Swiss National Exhibition logo, Armin Hoffman.
The open ends of the cross allows the E and + to coexist Negative space creates flow through the form.

'It's all about the 'Gestalt'." - Hamish Muir.

Gestalt
'The whole is other than the sum of the parts' - Kurt Koffka
The shape or form and how they are perceived.
Key principles: emergence, reification, multi-stability, invariance.

Gestalt principles

1. Law of pragnanz (law of simplicity) - When confronted with complex shapes we recognise them into simpler components.
e.g. without the shapes being separated, we still see them as two components.

2. Closure - combining parts to form a simpler whole.
e.g. we fill in the missing information to create the form.
3. Symmetry and order - we seek symmetry to impose order on chaos.
e.g. we perceive these forms from there symmetrical centre.
4. Proximity - close objects that are seen together as a group.
e.g. here we see three separate groups of dots.
5. Continuation - objects on a line/curve are perceived more related.
e.g. here we see a line and a curve.
6. Uniform connectedness - elements that are visually connected appear related.
e.g. the dots and the squares appear related.
7. Similarity - elements that have similar characteristics appear more related than those that don't.
e.g. the red dots appear separate to the black dots due to being the same colour.
8. Focal point - elements with a point of interest, difference or emphasis will hold the viewers attention more.
e.g. the orange man is different to the rest of the men, bringing the attention to that particular element.
9. Figure/ground - the relationship between positive elements and negative space.
e.g. this image shows two different forms, a young lady and an old woman, depending whether the viewer looks at the positive elements or the negative space.

There are 3 types of figure/ground relationships; stable, reversible and ambiguous.

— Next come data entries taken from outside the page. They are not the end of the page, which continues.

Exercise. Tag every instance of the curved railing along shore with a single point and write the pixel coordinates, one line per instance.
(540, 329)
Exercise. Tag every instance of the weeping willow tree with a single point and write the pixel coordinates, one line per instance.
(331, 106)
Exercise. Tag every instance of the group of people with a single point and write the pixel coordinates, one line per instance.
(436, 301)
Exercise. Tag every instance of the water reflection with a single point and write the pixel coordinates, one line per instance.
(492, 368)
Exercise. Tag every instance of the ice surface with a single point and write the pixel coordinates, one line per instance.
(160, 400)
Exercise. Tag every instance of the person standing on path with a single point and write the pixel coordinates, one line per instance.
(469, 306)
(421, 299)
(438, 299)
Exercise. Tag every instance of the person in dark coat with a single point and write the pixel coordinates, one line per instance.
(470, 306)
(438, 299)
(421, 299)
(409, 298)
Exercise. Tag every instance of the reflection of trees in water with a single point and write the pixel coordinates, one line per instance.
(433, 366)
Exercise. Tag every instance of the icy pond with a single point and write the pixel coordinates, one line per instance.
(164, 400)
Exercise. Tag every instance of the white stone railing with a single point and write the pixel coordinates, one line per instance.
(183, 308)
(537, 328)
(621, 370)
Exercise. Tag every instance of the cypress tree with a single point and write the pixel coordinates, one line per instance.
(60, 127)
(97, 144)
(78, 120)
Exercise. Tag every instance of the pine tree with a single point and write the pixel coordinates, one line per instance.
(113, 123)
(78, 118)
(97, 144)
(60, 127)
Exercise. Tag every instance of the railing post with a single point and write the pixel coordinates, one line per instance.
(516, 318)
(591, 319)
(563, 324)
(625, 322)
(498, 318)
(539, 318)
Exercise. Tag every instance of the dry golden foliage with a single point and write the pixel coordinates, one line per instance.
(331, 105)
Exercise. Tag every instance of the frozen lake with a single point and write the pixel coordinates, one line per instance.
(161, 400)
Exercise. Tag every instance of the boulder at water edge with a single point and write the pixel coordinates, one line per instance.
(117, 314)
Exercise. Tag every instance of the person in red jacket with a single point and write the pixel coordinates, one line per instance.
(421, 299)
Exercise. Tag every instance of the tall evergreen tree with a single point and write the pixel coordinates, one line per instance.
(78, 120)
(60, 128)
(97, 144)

'elements can both appear ground and figure' - Jan Tschichold

Space gives positive elements room to breathe.
Space can establish contrast, emphasis and hierarchy.
Task:
Using post it notes to create letterforms using only 3 colours. The letterforms can occupy the same gridded space simultaneously. One colour will act as the ground for the other. 

        
Water slowly disintegrating, revealing 'solid'.